Et Sergio Ramos, comme un buteur. Un buteur sans cages. Comme un renard des surfaces. Un renard. Juste des rouges. Juste des rouges qui courent et courent et courent. Ces rouges qui pressent et pressent. Ces rouges qui harcèlent et contrent. Et courent. Ces rouges qui courent. Sauf que Sergio Ramos est blanc et avec ses yeux, sur fond blanc, nervurés de rouge, grâce à ses yeux, à sa vue percante, Sergio Ramos scrute et regarde et guette. Et il voit. Sergio Ramos voit.

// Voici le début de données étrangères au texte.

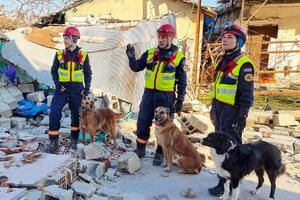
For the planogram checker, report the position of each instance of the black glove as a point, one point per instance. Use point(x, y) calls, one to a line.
point(130, 51)
point(178, 106)
point(241, 123)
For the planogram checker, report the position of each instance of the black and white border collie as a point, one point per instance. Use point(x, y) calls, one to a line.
point(233, 162)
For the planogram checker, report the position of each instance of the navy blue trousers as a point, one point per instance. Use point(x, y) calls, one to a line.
point(225, 118)
point(71, 96)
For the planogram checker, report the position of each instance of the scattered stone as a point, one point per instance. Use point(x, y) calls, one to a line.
point(188, 193)
point(285, 146)
point(36, 96)
point(55, 192)
point(284, 120)
point(94, 150)
point(84, 189)
point(129, 162)
point(5, 122)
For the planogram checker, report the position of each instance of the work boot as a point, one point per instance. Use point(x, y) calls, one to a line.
point(158, 158)
point(53, 146)
point(140, 150)
point(74, 143)
point(218, 190)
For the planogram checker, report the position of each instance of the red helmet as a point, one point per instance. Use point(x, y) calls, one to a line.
point(72, 30)
point(236, 30)
point(166, 29)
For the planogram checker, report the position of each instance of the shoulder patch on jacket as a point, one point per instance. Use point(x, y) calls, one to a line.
point(248, 77)
point(248, 70)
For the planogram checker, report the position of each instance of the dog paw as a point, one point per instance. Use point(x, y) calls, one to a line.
point(167, 169)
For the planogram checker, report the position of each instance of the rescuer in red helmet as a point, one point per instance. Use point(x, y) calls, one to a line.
point(164, 76)
point(72, 75)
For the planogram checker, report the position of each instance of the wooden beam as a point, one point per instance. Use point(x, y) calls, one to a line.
point(196, 45)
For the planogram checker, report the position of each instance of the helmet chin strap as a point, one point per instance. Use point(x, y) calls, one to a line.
point(230, 51)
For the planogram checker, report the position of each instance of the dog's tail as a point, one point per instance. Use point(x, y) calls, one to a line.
point(282, 169)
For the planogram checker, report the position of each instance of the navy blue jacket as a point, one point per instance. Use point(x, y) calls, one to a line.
point(86, 71)
point(180, 75)
point(244, 97)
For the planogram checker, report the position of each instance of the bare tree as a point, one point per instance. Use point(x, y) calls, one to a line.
point(27, 10)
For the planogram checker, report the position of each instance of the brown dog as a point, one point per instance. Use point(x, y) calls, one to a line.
point(102, 118)
point(173, 140)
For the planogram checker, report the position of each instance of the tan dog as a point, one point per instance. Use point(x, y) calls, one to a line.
point(173, 140)
point(102, 118)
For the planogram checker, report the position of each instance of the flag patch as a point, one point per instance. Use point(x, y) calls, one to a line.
point(248, 77)
point(248, 70)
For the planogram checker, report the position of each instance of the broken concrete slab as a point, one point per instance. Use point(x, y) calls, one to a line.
point(284, 120)
point(129, 162)
point(55, 192)
point(26, 87)
point(18, 122)
point(15, 92)
point(95, 150)
point(5, 110)
point(6, 97)
point(26, 174)
point(84, 189)
point(36, 97)
point(5, 122)
point(14, 195)
point(285, 146)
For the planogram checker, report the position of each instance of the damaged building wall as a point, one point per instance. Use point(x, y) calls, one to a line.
point(127, 10)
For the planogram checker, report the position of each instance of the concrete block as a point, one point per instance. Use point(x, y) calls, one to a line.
point(284, 138)
point(263, 117)
point(100, 170)
point(297, 147)
point(295, 113)
point(5, 122)
point(107, 191)
point(129, 138)
point(202, 123)
point(266, 131)
point(94, 151)
point(7, 98)
point(36, 96)
point(284, 120)
point(26, 87)
point(53, 191)
point(33, 195)
point(15, 92)
point(285, 146)
point(281, 132)
point(49, 99)
point(129, 162)
point(84, 189)
point(18, 122)
point(295, 133)
point(252, 135)
point(5, 110)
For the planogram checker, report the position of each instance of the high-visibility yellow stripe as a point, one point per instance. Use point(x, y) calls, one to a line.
point(141, 140)
point(53, 133)
point(75, 128)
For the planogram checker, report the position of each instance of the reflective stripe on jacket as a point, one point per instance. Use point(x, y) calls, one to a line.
point(226, 92)
point(72, 70)
point(160, 75)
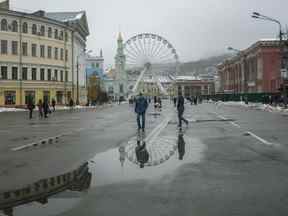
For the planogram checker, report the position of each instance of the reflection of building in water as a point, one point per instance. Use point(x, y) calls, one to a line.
point(76, 180)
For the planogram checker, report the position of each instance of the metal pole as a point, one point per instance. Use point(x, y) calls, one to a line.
point(77, 84)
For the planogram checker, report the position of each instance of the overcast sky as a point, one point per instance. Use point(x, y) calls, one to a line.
point(196, 28)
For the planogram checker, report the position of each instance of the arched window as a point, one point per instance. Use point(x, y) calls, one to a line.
point(4, 25)
point(25, 28)
point(56, 34)
point(34, 29)
point(14, 26)
point(42, 30)
point(61, 35)
point(50, 32)
point(66, 36)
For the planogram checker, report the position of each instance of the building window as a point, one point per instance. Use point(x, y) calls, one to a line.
point(10, 97)
point(29, 96)
point(42, 30)
point(14, 47)
point(66, 76)
point(49, 32)
point(42, 51)
point(24, 73)
point(4, 72)
point(42, 74)
point(49, 74)
point(49, 52)
point(34, 50)
point(4, 49)
point(61, 54)
point(25, 28)
point(66, 55)
point(14, 26)
point(66, 36)
point(34, 29)
point(55, 75)
point(56, 53)
point(56, 34)
point(25, 49)
point(34, 74)
point(4, 25)
point(61, 76)
point(14, 73)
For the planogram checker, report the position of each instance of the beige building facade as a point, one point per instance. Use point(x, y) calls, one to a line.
point(37, 59)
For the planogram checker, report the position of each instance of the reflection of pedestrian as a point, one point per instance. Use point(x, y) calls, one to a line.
point(181, 146)
point(40, 108)
point(30, 106)
point(46, 108)
point(140, 108)
point(53, 104)
point(180, 109)
point(175, 101)
point(142, 154)
point(71, 104)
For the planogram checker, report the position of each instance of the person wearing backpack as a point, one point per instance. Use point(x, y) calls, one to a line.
point(140, 108)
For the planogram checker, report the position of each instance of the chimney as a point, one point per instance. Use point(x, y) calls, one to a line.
point(4, 5)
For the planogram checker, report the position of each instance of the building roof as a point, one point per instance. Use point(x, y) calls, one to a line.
point(188, 78)
point(65, 16)
point(77, 20)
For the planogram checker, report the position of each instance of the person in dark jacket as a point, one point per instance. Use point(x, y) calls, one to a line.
point(140, 108)
point(181, 146)
point(30, 107)
point(180, 109)
point(142, 154)
point(40, 108)
point(46, 108)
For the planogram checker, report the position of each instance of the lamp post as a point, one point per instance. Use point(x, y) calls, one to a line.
point(238, 53)
point(77, 75)
point(257, 15)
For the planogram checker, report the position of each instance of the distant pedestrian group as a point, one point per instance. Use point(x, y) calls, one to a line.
point(43, 107)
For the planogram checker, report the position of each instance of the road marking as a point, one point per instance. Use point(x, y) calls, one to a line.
point(225, 119)
point(247, 132)
point(259, 138)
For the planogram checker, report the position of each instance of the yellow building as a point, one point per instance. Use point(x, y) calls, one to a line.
point(38, 55)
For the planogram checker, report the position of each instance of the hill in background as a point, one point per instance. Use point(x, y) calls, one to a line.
point(203, 66)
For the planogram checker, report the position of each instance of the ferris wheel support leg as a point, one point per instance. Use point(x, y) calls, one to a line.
point(137, 82)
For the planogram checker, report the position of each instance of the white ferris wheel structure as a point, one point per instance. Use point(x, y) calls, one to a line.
point(154, 56)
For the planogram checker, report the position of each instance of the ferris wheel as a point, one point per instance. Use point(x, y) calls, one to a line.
point(152, 52)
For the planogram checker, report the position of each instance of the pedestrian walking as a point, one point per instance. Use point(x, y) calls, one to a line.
point(53, 102)
point(175, 101)
point(46, 108)
point(30, 107)
point(159, 104)
point(40, 108)
point(180, 109)
point(181, 146)
point(140, 108)
point(71, 104)
point(142, 154)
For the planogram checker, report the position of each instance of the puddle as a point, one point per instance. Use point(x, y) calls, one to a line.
point(116, 165)
point(58, 194)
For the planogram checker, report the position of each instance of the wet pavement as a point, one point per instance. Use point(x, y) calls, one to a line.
point(212, 167)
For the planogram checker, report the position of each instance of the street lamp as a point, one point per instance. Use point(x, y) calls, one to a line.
point(77, 82)
point(234, 50)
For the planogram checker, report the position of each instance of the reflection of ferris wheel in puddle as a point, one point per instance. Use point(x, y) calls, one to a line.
point(159, 151)
point(148, 51)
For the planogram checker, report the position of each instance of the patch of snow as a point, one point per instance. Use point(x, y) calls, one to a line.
point(6, 109)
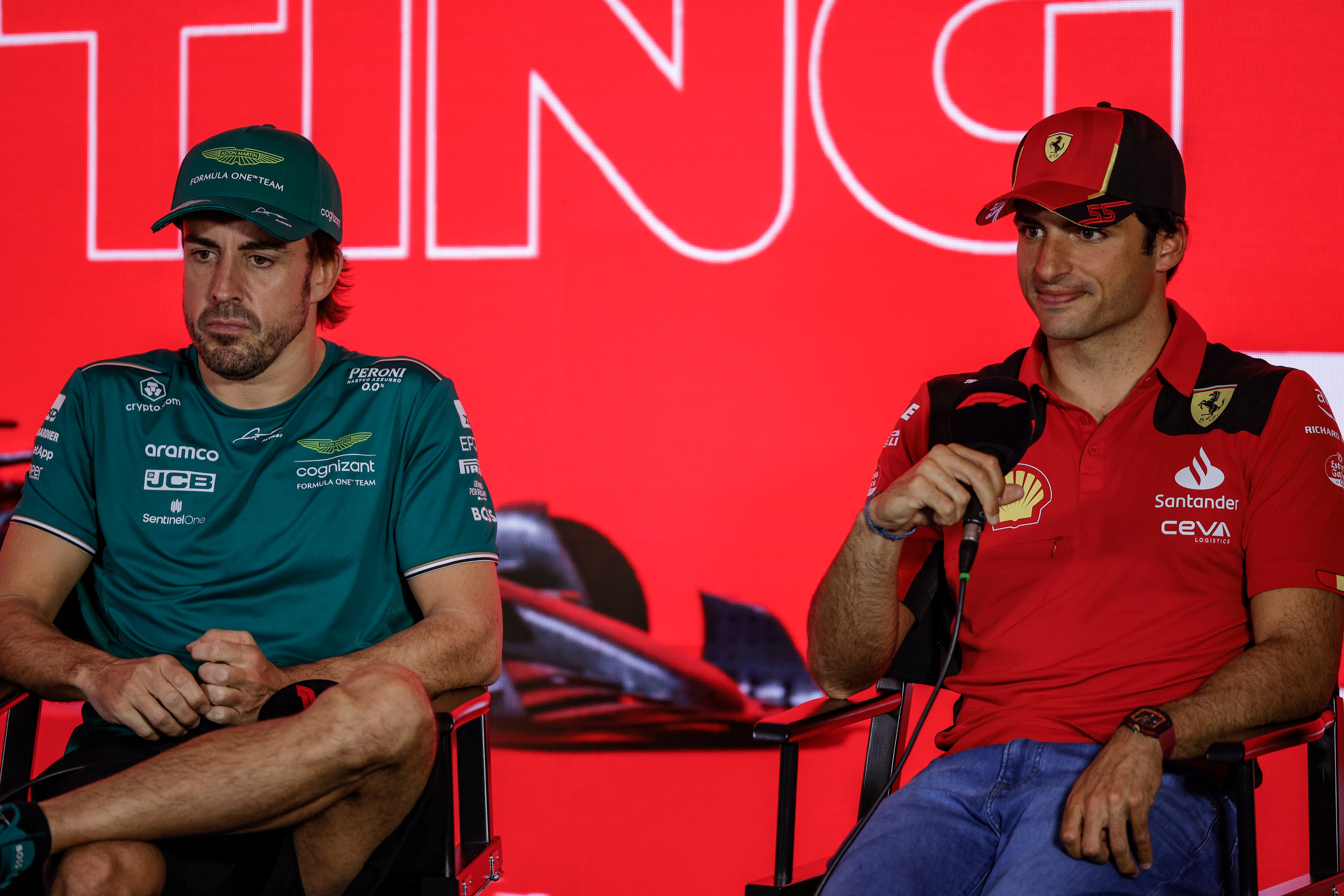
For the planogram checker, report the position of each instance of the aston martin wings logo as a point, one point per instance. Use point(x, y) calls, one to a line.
point(331, 447)
point(234, 156)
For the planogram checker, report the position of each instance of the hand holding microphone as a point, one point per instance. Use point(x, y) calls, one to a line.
point(990, 428)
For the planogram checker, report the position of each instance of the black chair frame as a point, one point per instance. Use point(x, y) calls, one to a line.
point(474, 855)
point(888, 737)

Il voit le ballon et Moe le rouge. Il voit comme des planètes qui s’alignent. Et Sergio Ramos est blanc, il n’est pas rouge.  Tout comme Moe n’est pas blanc, il est rouge. Et il y a le ballon, qui n’est ni blanc ni rouge. Qui est juste rond et qui file, si bien qu’on lui court après, qu’on court qu’on court et qu’on court. Sauf que Moe Salah ne courrira plus pour ce soir. Sergio Ramos les avait vus, le ballon et lui, arrivant au même point, au même moment, une convergence de facteurs qui généra une occasion. Une occasion saisie par notre observateur, une occasion convertie, sans bavure, aucune, proprement, chirurgical. Sergio Ramos est blanc;
et Moe le rouge ne court plus;
Moe a chuté, Moe est tombé,
avec Sergio, Sergi le sévillan,
ensemble, au sol, entremêlés,
Sergi le blanc et Moe le rouge,
et Moe ne court plus tout à fait comme avant – fini, la course, pour ce soir.
Quant à Sergio, …

Il court

Moe. Moe et sa chute, son epaule. Son épaule sans jeu. Sa soirée sans jeu, désormais. Et ses yeux ne courent plus non plus. Ses yeux dans ses orbites, ses orbites enfoncés dans sa boîte crânienne, son crâne sur son cou, son cou incliné vers le bas, ses yeux prostrés sur ses chaussures, ses chaussures dans lesquelles ses pieds ne le portent plus que vers les vestiaires. Et non plus vers le but adverse, le but des blancs. Et les rouges courent encore. Ils courent et ils courent et ils courent. Vers un but et puis l’autre. Et leurs yeux aussi, ils courent. Ils courent mais moins vite, moins fort, moins tigre. Leurs yeux les trahissent. Leurs yeux voudraient savoir pour Moe, voir Moe. Leurs yeux d’hommes. Moe avec eux, Moe le rouge avec les rouges. Mais Sergio Ramos, le blanc, avait vu. Et ses yeux à lui continuent de courir tandis que roulent les larmes de Moe, Sergio Ramos a les yeux qui sprintent encore plus agilement, ses yeux trépignent, ses yeux dansent, ses yeux dribbleurs. Ses yeux qui attendent une nuit mémorable, une nuit blanche.

Une nuit qui ne sera pas rouge. Pas rouge. Blanche.